I beg to ask the President of the Local Government Board whether the Board in sanctioning any scheme for the treatment of sewage by Local Authorities invariably stipulates (and is required by Act of Parliament to do so) that the effluent must be passed over a certain acreage of laud before entering streams of rivers, whatever the degree of purification the effluent may have undergone by chemical or mechanical means; whether the acquisition of such land is, in many cases, very difficult and costly to the ratepayers; whether some sewage schemes most urgently needed have been delayed in consequence of the stipulation of the Hoard that land shall be acquired, regardless of the undertaking on the part of the Local Authorities to purify efficiently without land; and whether he will cause tin inquiry to be instituted by a Departmental Committee or otherwise into the recent improvements (since the Rivers Pollution Act was passed) in the chemical and mechanical treatment of sewage where applied and maintained in an efficient manner, with a view to relaxing the present uniform rule as to the acquisition of land in cases where the Local Authorities will undertake to apply such efficient treatment to the satisfaction of the Board, and subject to penalties which may be imposed by the Local Government Board (if necessary under the authority of Parliament) to prevent any imperfect application of the treatment so sanctioned?

* MR. H. H. FOWLER

It is the invariable practice of the Local Government Board to decline to sanction a loan for any scheme of sewerage or sewage disposal unless it provides that the sewage shall be purified by being passed through land before being discharged into a river or stream to which the Rivers Pollution Prevention Act, 1876, applies. They consider that the requirements of that Act would be contravened unless the sewage is so purified. The Board are fully aware that by means of chemical and mechanical treatment very much may now be done to aid in the purification of the sewage, and they, therefore, approve of a very much less area of land being provided when the authority propose to adopt such treatment; but they are not of opinion that these means alone, without the passing of the sewage through land, are sufficient. The acquisition of land for the purpose referred to is, no doubt, in some cases attended with difficulty, and it must increase the cost of the scheme. It is also the case that delay has in some cases been occasioned where sanctions to loans have been withheld pending arrangements being made for the acquisition of land. I have considered the question as to instituting an inquiry, but, apart from the difficulty of securing the services on such a Committee of men of the necessary scientific and practical knowledge who could give the requisite time for such an inquiry at places at a distance from London, I am not prepared at present to say that such an inquiry is necessary. The Inspectors of the Local Government Board, in connection with inquiries which they have to hold with regard to sewerage schemes, are carefully watching the processes which are proposed in aid of land.

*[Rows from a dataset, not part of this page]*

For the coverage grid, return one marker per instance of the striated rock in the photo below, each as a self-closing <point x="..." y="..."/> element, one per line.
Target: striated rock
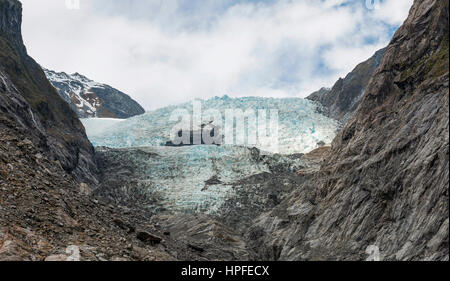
<point x="148" y="238"/>
<point x="343" y="99"/>
<point x="384" y="186"/>
<point x="29" y="99"/>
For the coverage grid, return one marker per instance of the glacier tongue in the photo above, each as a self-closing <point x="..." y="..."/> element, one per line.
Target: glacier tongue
<point x="208" y="179"/>
<point x="300" y="127"/>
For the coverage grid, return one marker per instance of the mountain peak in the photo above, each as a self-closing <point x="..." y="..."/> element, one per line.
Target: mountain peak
<point x="90" y="99"/>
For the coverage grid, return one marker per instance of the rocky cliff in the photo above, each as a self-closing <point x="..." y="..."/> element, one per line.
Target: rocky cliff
<point x="61" y="134"/>
<point x="46" y="163"/>
<point x="342" y="100"/>
<point x="383" y="189"/>
<point x="90" y="99"/>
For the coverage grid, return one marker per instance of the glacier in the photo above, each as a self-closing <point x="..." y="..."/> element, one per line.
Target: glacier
<point x="301" y="126"/>
<point x="137" y="165"/>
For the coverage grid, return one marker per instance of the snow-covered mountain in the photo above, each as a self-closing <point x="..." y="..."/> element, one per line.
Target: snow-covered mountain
<point x="301" y="128"/>
<point x="90" y="99"/>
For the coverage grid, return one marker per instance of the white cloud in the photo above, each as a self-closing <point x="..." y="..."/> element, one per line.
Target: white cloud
<point x="160" y="52"/>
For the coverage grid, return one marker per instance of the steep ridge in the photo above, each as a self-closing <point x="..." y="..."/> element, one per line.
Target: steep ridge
<point x="90" y="99"/>
<point x="64" y="137"/>
<point x="382" y="192"/>
<point x="342" y="100"/>
<point x="47" y="211"/>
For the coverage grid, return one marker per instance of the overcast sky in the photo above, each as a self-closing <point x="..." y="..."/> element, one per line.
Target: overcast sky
<point x="163" y="52"/>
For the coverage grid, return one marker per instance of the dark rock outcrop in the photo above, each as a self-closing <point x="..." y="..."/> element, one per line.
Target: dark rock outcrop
<point x="90" y="99"/>
<point x="342" y="101"/>
<point x="383" y="189"/>
<point x="46" y="162"/>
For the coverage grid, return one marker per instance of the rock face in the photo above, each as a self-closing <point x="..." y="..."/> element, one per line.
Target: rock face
<point x="342" y="101"/>
<point x="46" y="164"/>
<point x="29" y="99"/>
<point x="90" y="99"/>
<point x="384" y="186"/>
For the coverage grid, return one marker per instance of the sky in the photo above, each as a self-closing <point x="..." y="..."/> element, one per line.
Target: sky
<point x="163" y="52"/>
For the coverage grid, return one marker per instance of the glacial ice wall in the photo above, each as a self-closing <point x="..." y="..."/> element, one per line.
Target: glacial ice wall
<point x="300" y="125"/>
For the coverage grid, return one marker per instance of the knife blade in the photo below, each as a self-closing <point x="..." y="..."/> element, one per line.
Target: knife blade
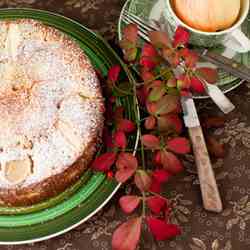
<point x="227" y="64"/>
<point x="209" y="189"/>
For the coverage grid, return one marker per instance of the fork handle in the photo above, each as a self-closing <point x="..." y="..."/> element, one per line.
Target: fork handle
<point x="209" y="190"/>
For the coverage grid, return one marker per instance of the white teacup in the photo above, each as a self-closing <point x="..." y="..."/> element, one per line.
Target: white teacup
<point x="232" y="38"/>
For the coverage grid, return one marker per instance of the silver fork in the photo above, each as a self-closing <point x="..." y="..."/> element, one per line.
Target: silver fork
<point x="210" y="193"/>
<point x="218" y="97"/>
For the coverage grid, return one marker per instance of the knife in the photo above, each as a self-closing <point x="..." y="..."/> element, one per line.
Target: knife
<point x="227" y="64"/>
<point x="209" y="189"/>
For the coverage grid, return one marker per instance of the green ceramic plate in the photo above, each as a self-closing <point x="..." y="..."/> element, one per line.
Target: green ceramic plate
<point x="97" y="189"/>
<point x="153" y="9"/>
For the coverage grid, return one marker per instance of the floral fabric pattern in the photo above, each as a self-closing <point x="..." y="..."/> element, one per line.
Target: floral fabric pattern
<point x="201" y="230"/>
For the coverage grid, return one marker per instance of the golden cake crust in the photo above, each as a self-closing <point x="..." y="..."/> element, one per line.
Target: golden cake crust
<point x="51" y="112"/>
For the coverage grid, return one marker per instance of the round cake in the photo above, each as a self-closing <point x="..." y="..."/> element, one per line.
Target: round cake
<point x="51" y="110"/>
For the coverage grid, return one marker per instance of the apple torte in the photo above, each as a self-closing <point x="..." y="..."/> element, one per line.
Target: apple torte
<point x="51" y="112"/>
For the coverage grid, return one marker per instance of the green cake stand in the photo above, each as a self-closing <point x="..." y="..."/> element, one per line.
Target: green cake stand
<point x="93" y="190"/>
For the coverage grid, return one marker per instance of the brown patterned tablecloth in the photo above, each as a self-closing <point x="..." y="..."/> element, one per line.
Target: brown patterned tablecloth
<point x="201" y="230"/>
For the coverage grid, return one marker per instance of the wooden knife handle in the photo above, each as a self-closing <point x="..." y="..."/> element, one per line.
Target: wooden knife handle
<point x="210" y="193"/>
<point x="227" y="64"/>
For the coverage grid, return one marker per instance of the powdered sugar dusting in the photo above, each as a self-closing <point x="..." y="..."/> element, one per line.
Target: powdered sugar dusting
<point x="49" y="96"/>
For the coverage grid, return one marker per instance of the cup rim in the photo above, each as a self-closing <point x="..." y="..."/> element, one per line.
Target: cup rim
<point x="229" y="30"/>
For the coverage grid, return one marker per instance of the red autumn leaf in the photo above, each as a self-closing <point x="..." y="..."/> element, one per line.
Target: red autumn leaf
<point x="183" y="82"/>
<point x="153" y="84"/>
<point x="147" y="62"/>
<point x="127" y="235"/>
<point x="151" y="141"/>
<point x="170" y="122"/>
<point x="125" y="125"/>
<point x="107" y="138"/>
<point x="148" y="50"/>
<point x="146" y="75"/>
<point x="159" y="39"/>
<point x="150" y="122"/>
<point x="130" y="33"/>
<point x="168" y="104"/>
<point x="142" y="95"/>
<point x="172" y="82"/>
<point x="181" y="37"/>
<point x="209" y="74"/>
<point x="120" y="139"/>
<point x="113" y="73"/>
<point x="172" y="56"/>
<point x="179" y="145"/>
<point x="104" y="162"/>
<point x="143" y="180"/>
<point x="214" y="122"/>
<point x="149" y="56"/>
<point x="185" y="93"/>
<point x="161" y="175"/>
<point x="162" y="230"/>
<point x="126" y="165"/>
<point x="157" y="158"/>
<point x="155" y="186"/>
<point x="215" y="148"/>
<point x="170" y="162"/>
<point x="151" y="107"/>
<point x="129" y="203"/>
<point x="156" y="204"/>
<point x="191" y="58"/>
<point x="197" y="85"/>
<point x="157" y="93"/>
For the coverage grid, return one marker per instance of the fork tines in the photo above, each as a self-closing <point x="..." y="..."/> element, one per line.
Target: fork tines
<point x="143" y="26"/>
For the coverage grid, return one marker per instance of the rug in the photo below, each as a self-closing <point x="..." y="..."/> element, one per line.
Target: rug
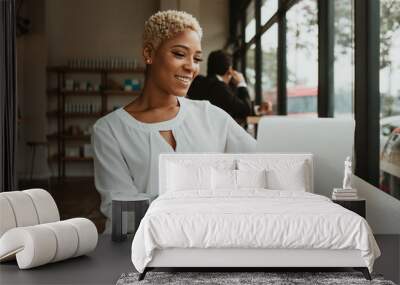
<point x="244" y="278"/>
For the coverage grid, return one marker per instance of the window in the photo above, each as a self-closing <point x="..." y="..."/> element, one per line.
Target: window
<point x="250" y="70"/>
<point x="269" y="46"/>
<point x="268" y="9"/>
<point x="344" y="58"/>
<point x="250" y="29"/>
<point x="302" y="58"/>
<point x="390" y="97"/>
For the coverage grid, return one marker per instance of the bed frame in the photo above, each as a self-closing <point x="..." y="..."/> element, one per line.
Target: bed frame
<point x="240" y="259"/>
<point x="249" y="259"/>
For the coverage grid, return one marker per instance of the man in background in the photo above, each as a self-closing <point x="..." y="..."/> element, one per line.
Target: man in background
<point x="223" y="87"/>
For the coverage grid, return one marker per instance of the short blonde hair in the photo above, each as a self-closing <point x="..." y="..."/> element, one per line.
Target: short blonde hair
<point x="165" y="24"/>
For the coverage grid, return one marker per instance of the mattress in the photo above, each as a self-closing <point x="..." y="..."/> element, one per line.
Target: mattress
<point x="250" y="218"/>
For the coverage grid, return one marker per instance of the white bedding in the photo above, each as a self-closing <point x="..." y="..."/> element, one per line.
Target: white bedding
<point x="251" y="218"/>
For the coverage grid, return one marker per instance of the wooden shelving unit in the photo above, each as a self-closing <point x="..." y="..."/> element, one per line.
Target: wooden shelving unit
<point x="61" y="137"/>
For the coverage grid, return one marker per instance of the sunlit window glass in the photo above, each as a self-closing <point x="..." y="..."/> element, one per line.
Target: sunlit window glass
<point x="390" y="97"/>
<point x="302" y="58"/>
<point x="250" y="29"/>
<point x="344" y="58"/>
<point x="269" y="45"/>
<point x="250" y="70"/>
<point x="268" y="9"/>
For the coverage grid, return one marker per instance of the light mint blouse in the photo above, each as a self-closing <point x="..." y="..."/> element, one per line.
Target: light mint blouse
<point x="126" y="150"/>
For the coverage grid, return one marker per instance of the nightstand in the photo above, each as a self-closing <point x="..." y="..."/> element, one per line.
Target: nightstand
<point x="358" y="206"/>
<point x="121" y="206"/>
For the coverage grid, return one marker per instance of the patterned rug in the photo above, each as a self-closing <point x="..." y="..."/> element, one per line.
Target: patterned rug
<point x="243" y="278"/>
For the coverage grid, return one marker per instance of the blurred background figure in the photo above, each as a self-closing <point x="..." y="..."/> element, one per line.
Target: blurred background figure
<point x="223" y="87"/>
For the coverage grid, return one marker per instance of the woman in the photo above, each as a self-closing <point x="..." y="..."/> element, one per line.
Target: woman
<point x="127" y="142"/>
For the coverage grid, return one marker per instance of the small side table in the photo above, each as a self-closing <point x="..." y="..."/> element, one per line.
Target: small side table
<point x="120" y="209"/>
<point x="358" y="206"/>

* MR. CHANNING (Northampton, E.)

Arising out of the question, may I ask whether the Reports of the Inspectors on the local inquiries could not be laid as a whole on the Table, so that we may know the result of their observation?

* MR. H. H. FOWLER

We cannot depart from the rule as to confidential Reports.

MR. MATHER

Can I ask the right hon. Gentleman whether, in the case of a Local Authority having proved to demonstration that the chemical process can purify sewage equally well to that which is done by the chemical process plus the land treatment, the Department will not relax their stringent rules, and allow that Local Authority to employ the chemical treatment without land?

* MR. H. H. FOWLER

When it has been proved to demonstration then that case will arise for consideration.